Over at Buffalo Billiards, I ran into yet another club at capacity, with all wristbands being turned away yet again. Seriously, is there a bigger waste of money than a SXSW wristband? Unless you’re willing to get to a showcase as soon as the venue opens its doors, you’re almost guaranteed to end up bumping from club to club in vain until you’re forced to settle for something no one else wants to see—like the impromptu gig I saw awkwardly crammed into a Pita Pit, for example. Even I was one of the last five badgeholders admitted inside, and that was pure luck.
Of course, that was where my luck ran out, as I was really hoping to catch Norwegian firebrand Ida Maria, only to discover that she’d been held up at customs and had to cancel. I settled for the throbbing shoegaze of opener School Of Seven Bells (whose debut Alpinisms really should have been called My Bloody Valentine-isms. Or perhaps Laika-likes). The trio had the requisite studied aloofness on stage, and its music was similarly hermetically sealed—not to mention stiflingly same-y—so I got bored and made the horrible mistake (or was it best decision ever?) to join Josh and Kyle over at Cash Cash. (Seriously, it’s like if The Killers starred in their own Disney Channel sitcom.) Two things: 1) There were several late-20s, baseball cap-wearing dudes who knew every single word, which baffled the hell out of me. Do these guys really drive around blasting songs like “Sugar High” in their cars? 2) I’m going to have “Party In Your Bedroom” in my head for a fucking month now. Thanks, Josh.

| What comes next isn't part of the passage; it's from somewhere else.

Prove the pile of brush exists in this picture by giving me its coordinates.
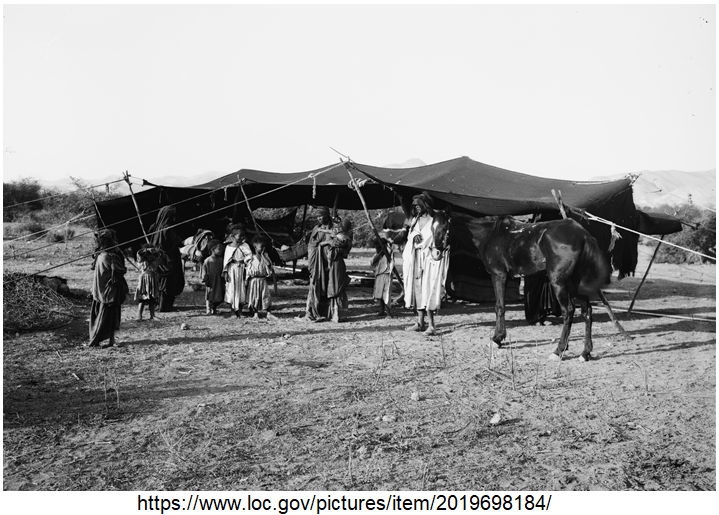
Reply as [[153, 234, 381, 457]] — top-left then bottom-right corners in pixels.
[[3, 272, 73, 333]]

For as much hype as it got and as long as it took us to get out there, the Red Bull Moon Tower was incredibly underwhelming—unless you count the complete shock of the huge, glowing stage set-up that had to have cost at least a cool hundred grand. Fuck you, economy! Photoshop provocateur Shepard Fairey put on his Now That’s What I Call The ’80s! CD and parlayed his tenuous claims to fame into a DJ set that no one in their right mind would ever pay for, but hey, people have sort of heard his name before, so why not give him a few thousand to spin “My Sharona”?
As for Monotonix, though I’d never actually seen them before, I’ve certainly read enough write-ups, heard enough accounts, and seen enough cell-phone videos to know what to expect: Sweat and beer everywhere, legs kicking in all directions, and at some point Shalev is probably going to end up lighting something on fire or diving into a trash can. We leave before the former happens, but as soon as Shalev is borne aloft in the latter, I feel like I’ve gotten my Monotonix experience and can safely crawl home to bed around 4 a.m., where I will surely end up sleeping the rest of the next day away and fucking up all of my carefully crafted day show plans. (P.S. This is exactly what happens.)